このようなことから、平成15年4月1日による峻別ではなくて今後も特養ホームにおける一部ユニット型整備、報酬、請求を認めていただけるように、強く強くこの場を借りて要望させていただきたいと思います。以上です。

○大森分科会長 今のことは、次のヒアリングのときに同じような御意見が双方から出てきますので、それを受け取った上で私どもは検討させていただくということになろうかと思います。
 本日はもう時間が過ぎていますので、以上とさせていただきます。この問題は少し悩ましい問題を含んでいますけれども、慎重に検討を進めたいと思っております。
 では、池田さんから簡単にお願いします。

○池田委員 ありがとうございます。意見書を提出しておりますので、詳細は読んでいただきたいと思います。ここでは、要点のみを申し上げます。
 介護認定の廃止、あるいは3段階に簡略化せよとの要求がございまして、介護保険部会での論議もあったと聞きます。
 しかし、行政サービスであれ、社会保険であれ、社会的な給付が行われる場合、ニーズ測定が前提になるのは当たり前のことです。要求に応じて給付を行うといった方向をとりますと、財政破綻を起こすばかりか、社会的にも極めて不公正な事態が生じるからです。

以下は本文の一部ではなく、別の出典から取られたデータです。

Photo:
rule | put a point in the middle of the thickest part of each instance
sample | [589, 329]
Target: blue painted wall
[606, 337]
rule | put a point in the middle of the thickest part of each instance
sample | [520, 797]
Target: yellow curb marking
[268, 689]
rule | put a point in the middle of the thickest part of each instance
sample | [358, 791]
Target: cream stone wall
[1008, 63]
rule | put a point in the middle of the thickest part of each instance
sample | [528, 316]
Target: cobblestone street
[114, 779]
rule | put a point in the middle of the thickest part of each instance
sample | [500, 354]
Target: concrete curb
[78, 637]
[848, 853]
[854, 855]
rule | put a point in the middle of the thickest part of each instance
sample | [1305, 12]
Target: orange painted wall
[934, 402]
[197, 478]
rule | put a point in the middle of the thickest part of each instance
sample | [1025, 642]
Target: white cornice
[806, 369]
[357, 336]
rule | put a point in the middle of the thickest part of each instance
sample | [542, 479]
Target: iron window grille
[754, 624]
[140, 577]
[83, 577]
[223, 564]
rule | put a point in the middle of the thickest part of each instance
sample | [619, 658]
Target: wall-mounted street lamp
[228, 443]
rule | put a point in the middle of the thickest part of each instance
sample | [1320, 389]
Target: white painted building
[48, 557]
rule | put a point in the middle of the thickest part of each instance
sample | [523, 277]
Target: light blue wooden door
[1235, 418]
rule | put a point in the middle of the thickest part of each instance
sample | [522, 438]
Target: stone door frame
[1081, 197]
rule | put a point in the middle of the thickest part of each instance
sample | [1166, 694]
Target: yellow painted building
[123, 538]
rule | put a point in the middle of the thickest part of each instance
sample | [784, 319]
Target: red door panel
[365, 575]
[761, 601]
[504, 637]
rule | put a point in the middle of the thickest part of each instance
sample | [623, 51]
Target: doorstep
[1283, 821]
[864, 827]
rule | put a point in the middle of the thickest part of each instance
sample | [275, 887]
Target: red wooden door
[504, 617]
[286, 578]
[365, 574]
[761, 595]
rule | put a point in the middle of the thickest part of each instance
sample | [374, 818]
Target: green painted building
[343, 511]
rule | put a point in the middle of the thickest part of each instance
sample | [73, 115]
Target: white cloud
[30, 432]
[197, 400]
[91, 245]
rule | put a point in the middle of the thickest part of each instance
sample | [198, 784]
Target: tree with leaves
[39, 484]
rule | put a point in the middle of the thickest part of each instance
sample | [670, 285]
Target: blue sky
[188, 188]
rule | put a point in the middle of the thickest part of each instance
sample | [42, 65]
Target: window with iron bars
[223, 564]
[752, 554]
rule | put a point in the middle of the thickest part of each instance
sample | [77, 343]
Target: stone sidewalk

介護保険は社会保険として設計されていますから、保険事故に対して給付が行われます。認定は、この保険事故の定義です。そもそも保険事故の定義なき社会保険は存在しないということですね。
 認定廃止というのは、すべての要求をうのみにしろということなのでしょうか。仮にそうでないとするならば、何らかのニーズ判定は必要となりますから、結局は保険者が行うこととなり、かつての措置のような決定に先祖帰りしてしまうおそれがあるということです。
 さすがに認定廃止というのは私にとっては暴論なんですが、それは一部の論議のようですけれども、認定の簡略化という議論も語られているわけですね。これも、実は極めて危険極まりない論議だと私は思います。
 意見書の5ページを見ていただきますと、図で示しておきました。現在は7段階になっておりますが、7段階だからこそ支給限度額の刻みがなだらかになっています。これを3段階にすると当然、限度額の落差というのは大きくなるわけですね。したがって、例えば重度が中度などに改善された場合、利用できるサービスは一挙に減ってしまうわけです。10万円減ります。要介護度の改善は徐々に行われるのが通例ですから、極めて利用者に大きな支障になるということです。
 簡略化を求める人たちは、要介護度は重度化するだけだと思っていらっしゃるかもしれませんけれども、介護給付費実態調査年俸を見ても、軽度で2割程度、重度にあっては1割程度が改善しています。
 更に、財源確保がない限り、要介護度を簡略化すれば平均を取らざるを得ない。そうすると、要介護5、3、1は限度額が下げられます。
 これに対して、松竹梅の給付にしてそれぞれ20万、30万、40万円にすればいいじゃないかという恐るべき議論もあるようです。介護以前の要介護1の需要限度額、現在は約5万円ですけれども、それを一挙に15万円も引き上げろということに社会的合意は可能なのでしょうか。月収20万円以下の人々はたくさん存在しています。家事援助や通所サービスに20万円も給付すること、そうした人たちがどんな気持ちで受け止めるかということを考えていただきたい。
 確かに、ドイツ、フランス、韓国は3ないし4段階になっています。しかし、それは日本の要介護3、4、5を給付の対象にしたものであって、要支援や要介護1には給付はありません。つまり、日本の区分と同じなんです。虚弱高齢者や軽度の要介護高齢者を給付の対象にしているのは、北欧と日本ぐらいです。そのことの意味をもう一回、考えるべきです。
 医療保険では、医師が判断するのではないかという反論もございます。しかし、医療においては利用者側のモラルハザードは基本的に存在しません。手術を2回やってほしい人も、注射を10本打って欲しい人も存在しないんです。
 これに対して、介護保険は生活サービスに密接に関連しますから、意味合いが全く違います。更に、医療は専門性が極めて高く標準化されています。
 一方、介護はケアマネージャーを始めとするさまざまな業務、標準化も遅れており、その専門性も残念ながら社会的にまだ認知は遠い。そもそもケアプランの半分が1種類だけのサービスでつくられており、2種類以下のサービスしか提供していないケアプランが8割も占めるという現実の中で、専門性を比較するというような話ではございません。
 認定廃止・簡略化の論議は、社会的公正さを著しく欠いています。財源の見通しもない、無責任極まる論議です。介護保険崩壊につながる自殺行為として、明確に否定されなければならないものだと思います。
 このことについて、本給付費分科会も共通認識をお持ちいただきたいし、介護保険部会にもこの意見を是非ともお伝えくださるようお願いします。以上です。

○大森分科会長 今日は御意見でございますので、本日の審議は以上にさせていただきますけれども、多分たくさんの御意見が出る可能性がございますので、8月に1回と9月に1回、この一部ユニット型についての御審議を賜ればと思っています。そういう御了解でよろしゅうございましょうか。
 事務方の方からアナウンスメントはございますか。

○宇都宮老人保健課長 ただいま分科会長からお話がございましたように、8月、9月ということで日程調整をお願いしているところでございます。決まり次第、御連絡させていただきますので、よろしくお願いいたします。
 以上でございます。

○大森分科会長 本日は、ありがとうございました。